未だ泣きわめくリサを慰めながら2人で自室のソファに腰掛ける。
「リサ。実はさっき僕のところにも矢が飛んできたんだ。」
そう言うとリサは驚いた顔をする。
「えっ!エイドリアン様のところにもですかぁ?」
「あぁ。誰かが僕とリサの命を狙っているのは確かだろう。」
「エイドリアン様。リサ怖いですぅ~。」
そう言ってリサは抱き着いてくる。
「大丈夫だよ。リサ。君のことは僕が命に代えても守るから。」
リサを強く抱きしめながらそう言う。
「だけど一体誰がやったのだろうか・・・。第二王子派の誰かか?でもシャルルとは別に仲が悪いわけではないし・・・。」
僕の言葉にリサは目を伏せた。
「あ、あのエイドリアン様・・・。」
リサが悲し気な表情を浮かべて何かを言おうとしている。
「何だ?」
「私は・・・今回の首謀者はきっとエレン様ではないかと思うのです。」
その言葉に僕は驚いた。
エレンがそんなことをするだろうか?
にわかには信じられない。
「リサ。何故そう思うんだい?」
リサに理由を聞いてみる。
「実は私・・・エレン様にずっと嫌がらせを受けていたんです。」
「何だと・・・?」
「王宮で会うといつも平民のくせにとか下賤だとか陰口を叩かれていたんです。」
その瞬間ついさっき王宮の使用人達に言われたことを思い出した。
「平民の息子」
「なぜあんなのが王宮にいるのかしら」
「下賤な血が混じってるくせに」
僕は頭に血がのぼった。
リサが・・・リサがそんなことを言われていただなんて!!!
許せないぞ・・・エレン・・・!
その時から僕は一連の犯人がエレンだと思い込み、憎悪を抱くようになった。
「リサ、辛い思いをさせてすまない。

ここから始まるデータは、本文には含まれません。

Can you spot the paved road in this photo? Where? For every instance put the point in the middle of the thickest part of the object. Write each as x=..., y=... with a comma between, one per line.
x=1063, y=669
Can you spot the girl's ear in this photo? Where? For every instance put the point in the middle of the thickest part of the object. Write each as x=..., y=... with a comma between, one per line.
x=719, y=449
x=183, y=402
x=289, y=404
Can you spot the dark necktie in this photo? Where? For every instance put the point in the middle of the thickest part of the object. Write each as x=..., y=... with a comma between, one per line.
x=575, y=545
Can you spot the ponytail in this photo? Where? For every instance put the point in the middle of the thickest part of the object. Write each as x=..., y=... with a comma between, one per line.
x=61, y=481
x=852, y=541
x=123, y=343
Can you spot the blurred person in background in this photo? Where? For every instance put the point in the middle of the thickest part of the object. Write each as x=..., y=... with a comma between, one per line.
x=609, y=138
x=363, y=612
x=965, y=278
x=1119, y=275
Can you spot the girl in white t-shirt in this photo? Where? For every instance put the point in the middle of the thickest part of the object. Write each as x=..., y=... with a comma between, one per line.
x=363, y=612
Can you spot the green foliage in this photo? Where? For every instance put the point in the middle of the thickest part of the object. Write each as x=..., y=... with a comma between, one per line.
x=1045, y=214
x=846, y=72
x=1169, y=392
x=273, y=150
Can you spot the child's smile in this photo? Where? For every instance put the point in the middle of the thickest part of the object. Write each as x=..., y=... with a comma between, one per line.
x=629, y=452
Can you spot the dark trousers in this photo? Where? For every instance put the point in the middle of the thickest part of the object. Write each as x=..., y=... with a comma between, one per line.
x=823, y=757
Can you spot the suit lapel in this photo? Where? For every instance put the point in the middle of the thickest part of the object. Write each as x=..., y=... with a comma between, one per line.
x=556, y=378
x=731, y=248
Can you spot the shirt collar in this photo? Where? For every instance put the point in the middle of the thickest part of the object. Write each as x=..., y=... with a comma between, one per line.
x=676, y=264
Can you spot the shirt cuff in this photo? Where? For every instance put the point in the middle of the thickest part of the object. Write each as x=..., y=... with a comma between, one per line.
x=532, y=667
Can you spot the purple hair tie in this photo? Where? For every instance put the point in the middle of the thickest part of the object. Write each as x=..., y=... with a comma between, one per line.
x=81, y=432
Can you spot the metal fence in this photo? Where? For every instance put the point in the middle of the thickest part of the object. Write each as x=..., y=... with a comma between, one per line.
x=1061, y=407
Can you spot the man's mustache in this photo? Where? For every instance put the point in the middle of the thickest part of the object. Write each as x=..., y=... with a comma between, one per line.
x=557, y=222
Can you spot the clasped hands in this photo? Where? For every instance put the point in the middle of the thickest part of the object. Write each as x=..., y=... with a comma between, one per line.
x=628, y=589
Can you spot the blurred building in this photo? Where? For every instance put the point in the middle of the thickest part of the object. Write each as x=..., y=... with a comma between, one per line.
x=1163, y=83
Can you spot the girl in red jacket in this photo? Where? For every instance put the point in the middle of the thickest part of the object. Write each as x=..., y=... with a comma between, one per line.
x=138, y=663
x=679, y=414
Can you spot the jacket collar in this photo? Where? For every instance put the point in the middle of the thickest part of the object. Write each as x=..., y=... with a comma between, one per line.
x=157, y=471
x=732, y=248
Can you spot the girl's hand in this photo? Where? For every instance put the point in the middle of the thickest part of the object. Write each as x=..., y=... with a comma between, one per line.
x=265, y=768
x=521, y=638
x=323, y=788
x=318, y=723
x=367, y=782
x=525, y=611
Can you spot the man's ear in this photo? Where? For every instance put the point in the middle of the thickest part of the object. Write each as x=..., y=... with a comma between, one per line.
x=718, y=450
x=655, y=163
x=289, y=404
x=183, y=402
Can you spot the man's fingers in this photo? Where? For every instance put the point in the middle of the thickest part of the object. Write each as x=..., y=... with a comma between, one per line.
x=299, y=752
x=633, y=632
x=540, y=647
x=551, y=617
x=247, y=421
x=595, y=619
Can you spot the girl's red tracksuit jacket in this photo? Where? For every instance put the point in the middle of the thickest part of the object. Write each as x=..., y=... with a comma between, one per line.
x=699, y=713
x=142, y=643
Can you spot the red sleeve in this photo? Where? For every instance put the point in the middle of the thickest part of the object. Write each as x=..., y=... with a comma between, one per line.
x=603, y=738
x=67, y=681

」
「いえ、いいんです・・・本当のことですから・・・。」
「良いわけがないだろう!君は僕の婚約者で未来の王妃だ!」
「エイドリアン様・・・。」
そう言って僕は自室を出ようとする。
「エイドリアン様。どちらへ行かれるのですか?」
「ローラン公爵家へ抗議に行く。」
「エイドリアン様・・・!」
リサが嬉しそうな声をあげる。
部屋を出る瞬間、リサが口元を歪ませているのに、僕が気づくことはなかった。